Well, very simple and often used method of reducing searching through arrays is to segment the array into segments that must satisfy some conditions.
For example, use the first letter of the file name as a sort of key. All the file names that start with a specific letter must be stored in a specific location in the array. Reserve up to a specific number of entries in the array for file names starting with that letter. When you fill that area with file names starting with that letter, reserve another chunk for file names that start with that letter. Keep track of the order of the files in another array
You use a tiny bit more memory (something like 8-16 bytes per entry depending on variable types you use) but you may reduce the number of comparisons by a lot.
Here's an example I quickly wrote in PHP where file names added are stored in bucket, where each bucket has room for up to 1024 file names. When a bucket is filled, a new one is created.

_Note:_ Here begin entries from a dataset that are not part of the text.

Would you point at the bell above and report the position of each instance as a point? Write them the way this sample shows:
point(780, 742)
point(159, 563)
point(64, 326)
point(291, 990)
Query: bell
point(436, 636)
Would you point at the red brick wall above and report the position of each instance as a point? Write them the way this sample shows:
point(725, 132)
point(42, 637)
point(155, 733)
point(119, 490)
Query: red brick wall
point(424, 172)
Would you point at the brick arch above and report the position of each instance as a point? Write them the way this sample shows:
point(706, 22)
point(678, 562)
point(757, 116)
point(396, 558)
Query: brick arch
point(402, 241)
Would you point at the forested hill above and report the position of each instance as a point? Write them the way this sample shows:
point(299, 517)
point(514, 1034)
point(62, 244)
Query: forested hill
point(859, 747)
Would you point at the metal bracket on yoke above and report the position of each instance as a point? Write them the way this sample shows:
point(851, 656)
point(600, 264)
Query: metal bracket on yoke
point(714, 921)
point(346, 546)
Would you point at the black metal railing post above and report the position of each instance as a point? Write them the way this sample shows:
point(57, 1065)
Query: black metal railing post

When searching for a file name, it's only searched in the "buckets" that store file names that start with a specific letter:
<?php
$buckets = array();
$buckets_cnt = -1;
$records = array();
$records_cnt = -1;
function bucket_create($letter) {
global $buckets,$buckets_cnt;
$buckets_cnt++;
$buckets[$buckets_cnt] = array('letter'=> $letter, 'cnt' => -1, 'max' => 1023, 'entries' => array());
return $buckets_cnt;
}
function bucket_find($letter) {
global $buckets,$buckets_cnt;
if ($buckets_cnt == -1) return FALSE;
for ($i=$buckets_cnt;$i>=0;$i--) {
if ($buckets[$i]['letter']==$letter) {
if ($buckets[$i]['cnt']!==$buckes[$i]['max']) return $i; // if the bucket is not full, add entries here
}
}
return FALSE;
}
function filename_add($filename) {
global $buckets, $records, $records_cnt;
$first_letter = substr($filename,0,1);
$bucket_id = bucket_find($first_letter);
if ($bucket_id===FALSE) {
$bucket_id = bucket_create($first_letter);
}
$i = $buckets[$bucket_id]['cnt'];
$buckets[$bucket_id]['cnt']++;
$i++;
$buckets[$bucket_id]['entries'][$i] = $filename;
$records_cnt++;
$records[$records_cnt] = array('bucket'=> $bucket_id, 'cnt' => $buckets[$bucket_id]['cnt']);
}
function filename_find($filename) {
global $buckets,$buckets_cnt;
$first_letter = substr($filename,0,1);
if ($buckets_cnt==-1) return FALSE;
for ($i=$buckets_cnt;$i!=-1;$i--) {
if ($buckets[$i]['letter'] == $first_letter) {
if ($buckets[$i]['cnt']!=-1) {
for ($j=0;$j<=$buckets[$i]['cnt'];$j++) {
if ($buckets[$i]['entries'][$j] == $filename) return array('bucket'=>$i,'offset' => $j);
}
}
}
}
return FALSE;
}
$ret = filename_add('test.htm');
$ret = filename_add('rabbit.txt');
$ret = filename_add('test2.htm');
var_dump($buckets);
$ret = filename_find('test2.htm');
var_dump($ret);
var_dump($records);
?>
and here's the output...
The buckets array, you can see two buckets were created, one for the file names starting with "t" and one for the file names starting with "r" :
array(2) {
[0]=>
array(4) {
["letter"]=>
string(1) "t"
["cnt"]=>
int(1)
["max"]=>
int(1023)
["entries"]=>
array(2) {
[0]=>
string(8) "test.htm"
[1]=>
string(9) "test2.htm"
}
}
[1]=>
array(4) {
["letter"]=>
string(1) "r"
["cnt"]=>
int(0)
["max"]=>
int(1023)
["entries"]=>
array(1) {
[0]=>
string(10) "rabbit.txt"
}
}
}
and this is what the find file function returns , it finds the file name in first bucket ( 0 ) , second entry (the id 1 because entries start from 0) :
array(2) {
["bucket"]=>
int(0)
["offset"]=>
int(1)
}
and this is what the "records" array holds, the order in which the file names were added .. you can see (bucket: offset) pairs : (0:0) , (1:0) , (0:1)
array(3) {
[0]=>
array(2) {
["bucket"]=>
int(0)
["cnt"]=>
int(0)
}
[1]=>
array(2) {
["bucket"]=>
int(1)
["cnt"]=>
int(0)
}
[2]=>
array(2) {
["bucket"]=>
int(0)
["cnt"]=>
int(1)
}
}
You could use one byte for offsets (up to 256 entries per "bucket") and maybe 4 bytes for bucket id and then you'd have a maximum of 1,099,511,627,776 files that could be tracked by you in memory ( 2^32 x 256) ..... so in my particular situation with 560k files, there would probably be around 800 - 1000 buckets (if defined as having max 1024 files per bucket) and when you're searching for a file you may only have to search within 100 or so buckets instead of going through all buckets.